IDC Forecasts Strong Growth in Mobile Workforce

In just three years, mobile workers will account for more than one-third of the global workforce.

In just three years, mobile workers will account for more than one-third (37.2 percent) of the global workforce. That's 1.3 billion mobile workers.

This is according to market watcher International Data Corp. (IDC), which recently revised its workforce mobility forecast, projecting huge increases in the emerging and/or rapidly developing economies of the Asia-Pacific region.

Over the same period, IDC forecasts, the growth in workforce mobility in the Americas will actually slow, owing chiefly to high unemployment and a sluggish economic recovery. In at least one locale (Japan), it will actually decline.

IDC's Worldwide Mobile Worker Population, 2011-2015 report paints a picture of a global workforce that's marching inexorably toward mobility. "Despite recent market turmoil, mobility continues to be a critical part of the global workforce and we expect to see healthy growth in the number of mobile workers,' said Stacy Crook, senior research analyst for IDC's Mobile Enterprise Research program, in a statement. "Our forecast shows that the worldwide mobile worker population will increase from just over 1 billion in 2010 to more than 1.3 billion by 2015."

To put it into perspective, the population of the earth eclipsed the 7 billion mark on October 31, 2011, according to the United Nations. By 2015, then, between 17 and 18 percent of the world's total population will consist of mobile workers.

Inexorably Mobile

IDC divides the mobile workforce into three categories: office-based mobile workers, non-office-based mobile field workers, and home-based mobile workers.

There's a huge amount of variety in all three categories, however: office-based mobile-types, for example, can include professionals who are away from their primary workplace 20 percent or more of the time; workers who are mobile less than 20 percent of a work-month, or (at the extreme end) work remotely only a few times a year); or non-travelers who are "mobile" in an exclusively in-office or on-campus context. From an IT (support) standpoint, mobility can involve everything from completely unplugged road warriors to occasionally itinerant desk jockeys.

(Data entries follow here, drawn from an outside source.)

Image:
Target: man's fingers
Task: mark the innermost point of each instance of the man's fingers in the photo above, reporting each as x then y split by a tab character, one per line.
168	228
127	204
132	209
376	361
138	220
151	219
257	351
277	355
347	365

Using these terms, some workforces are already highly mobilized.

As of 2010, for example, fully three-quarters (75 percent) of the North American workforce had been mobilized. (According to IDC, this tally stood at 72.2 percent in 2008.) Between 2010 and 2015, IDC expects the number of mobile workers in the Americas -- including mobile workers in Central and South America -- to increase by 16 percent, from 182.5 million to 212.1 million.

That's small compared with the Asia Pacific region, which already boasted 601.7 million mobile workers in 2010. IDC expects that tally to increase by 237 million (or 39 percent) by 2015, when it will approach 839 million. "Much of this is due to the sheer size of the population in China and India, combined with strong economic expansion in both countries," the IDC release indicates.

IDC expects mobility to post huge gains in Europe, the Middle East, and Africa (EMEA), too, growing from 186.2 million mobile workers in 2010 to 244.6 million in 2015. That's good for a compound annual growth rate of 5.6 percent and an overall increase of almost one-third (31.3 percent).

Owing to population trends, not all countries or locales will post net increases in the number of mobile workers. In Japan, for example, IDC projects that the number of mobile workers will decrease between 2010 and 2015 at a CAGR of 0.2 percent. On the other hand, the penetration of mobility (as a percentage of Japan's overall workforce) will increase over the same period.